The quantity \({{G}_{{qc}}}\) which is defined right after the formula (2) in the right column on page 1349 should read as follows:

$${{G}_{{qc}}} = 1.7 \times {{10}^{3}}\frac{{\left\langle Z \right\rangle }}{{\left\langle {{{Z}^{2}}} \right\rangle }}\left( {\frac{{{{L}_{{qc}}}}}{{{\lambda }}}} \right)\frac{{{{I}_{{qc}}}{{{{\lambda }}}^{2}}}}{{{{T}_{{e,qc}}}}}{{\xi }_{{qc}}}.$$

The formula (4) presented in the left column on page 1350 should read as follows:

$${{A}_{{{\text{SRS}}}}} = \left\{ \begin{gathered} 0.125{{f}_{{{\text{SRS}}}}}\{ 1 - {\text{exp}}[ - (G_{{{\text{SRS}}}}^{{1/3}} - 1)]\} , \hfill \\ {\text{if}}\quad {{G}_{{{\text{SRS}}}}} \geqslant 1 \hfill \\ 0,\quad {\text{if}}\quad {{G}_{{{\text{SRS}}}}} < 1, \hfill \\ \end{gathered} \right.$$
(4)

The first sentence of the second paragraph in the right column on page 1357 should be the following: According to these calculations, a glass ablator allows one to almost eliminate fast electrons for laser radiation with \({{\lambda }} = 0.35\) μm (see rows 5 and 7 in Tables 6 and 7).
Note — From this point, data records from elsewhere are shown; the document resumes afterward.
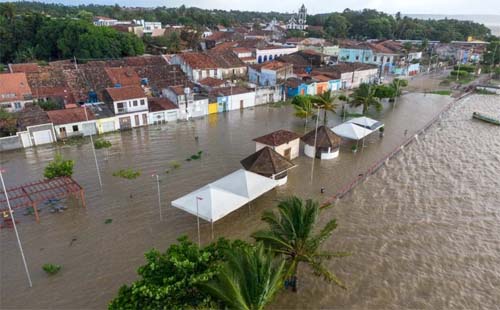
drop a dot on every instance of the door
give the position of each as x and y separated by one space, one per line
287 153
125 122
62 132
42 137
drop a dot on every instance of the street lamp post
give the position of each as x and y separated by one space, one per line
15 228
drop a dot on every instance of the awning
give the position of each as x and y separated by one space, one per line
366 122
351 131
225 195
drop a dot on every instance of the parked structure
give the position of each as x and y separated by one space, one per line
285 142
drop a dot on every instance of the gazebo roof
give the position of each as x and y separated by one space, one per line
266 162
326 138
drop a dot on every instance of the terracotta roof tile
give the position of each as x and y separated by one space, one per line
278 137
68 116
124 93
14 86
160 104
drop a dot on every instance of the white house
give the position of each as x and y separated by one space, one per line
73 122
284 142
130 104
15 91
149 27
272 52
104 21
197 66
162 110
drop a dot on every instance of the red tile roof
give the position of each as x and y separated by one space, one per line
277 138
68 116
160 104
125 93
13 87
212 82
27 67
198 60
123 76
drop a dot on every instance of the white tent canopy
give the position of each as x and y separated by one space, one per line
366 122
351 131
225 195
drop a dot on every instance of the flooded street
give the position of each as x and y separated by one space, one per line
423 230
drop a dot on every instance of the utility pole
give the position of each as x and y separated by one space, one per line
91 138
15 228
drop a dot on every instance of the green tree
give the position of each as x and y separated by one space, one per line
365 96
171 280
291 234
325 102
59 167
249 280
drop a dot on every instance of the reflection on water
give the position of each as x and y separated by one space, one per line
397 224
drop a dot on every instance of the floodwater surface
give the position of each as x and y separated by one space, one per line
423 230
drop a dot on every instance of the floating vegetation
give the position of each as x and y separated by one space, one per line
127 173
51 269
101 143
174 164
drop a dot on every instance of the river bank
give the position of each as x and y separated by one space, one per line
104 256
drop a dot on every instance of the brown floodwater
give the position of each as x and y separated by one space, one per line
423 230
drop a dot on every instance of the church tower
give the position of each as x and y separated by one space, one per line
302 17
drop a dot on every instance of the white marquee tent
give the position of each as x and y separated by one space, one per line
225 195
366 122
351 131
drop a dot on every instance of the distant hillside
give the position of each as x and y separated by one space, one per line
491 21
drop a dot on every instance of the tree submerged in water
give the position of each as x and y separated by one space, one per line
59 167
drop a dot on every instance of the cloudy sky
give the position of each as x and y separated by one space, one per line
321 6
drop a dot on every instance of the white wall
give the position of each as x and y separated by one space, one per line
130 107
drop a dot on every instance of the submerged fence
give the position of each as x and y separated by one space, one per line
377 165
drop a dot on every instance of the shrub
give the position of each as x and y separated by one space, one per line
59 168
51 269
127 173
467 68
461 74
170 280
101 143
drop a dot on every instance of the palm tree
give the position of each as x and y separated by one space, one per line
303 107
365 96
249 279
326 102
291 234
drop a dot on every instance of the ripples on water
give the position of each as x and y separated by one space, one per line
409 225
425 231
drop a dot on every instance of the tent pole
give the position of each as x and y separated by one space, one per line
198 222
15 229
The last sentence of the same paragraph should be the following: In this case, according to the calculations (see row 5 in Tables 6 and 7), the ignition margin may reach \({{W}_{Q}} = 1.7\) and the fusion energy yield may be \(E_{{{\text{fus}}.{\text{e}}}}^{*} \approx 42\) MJ.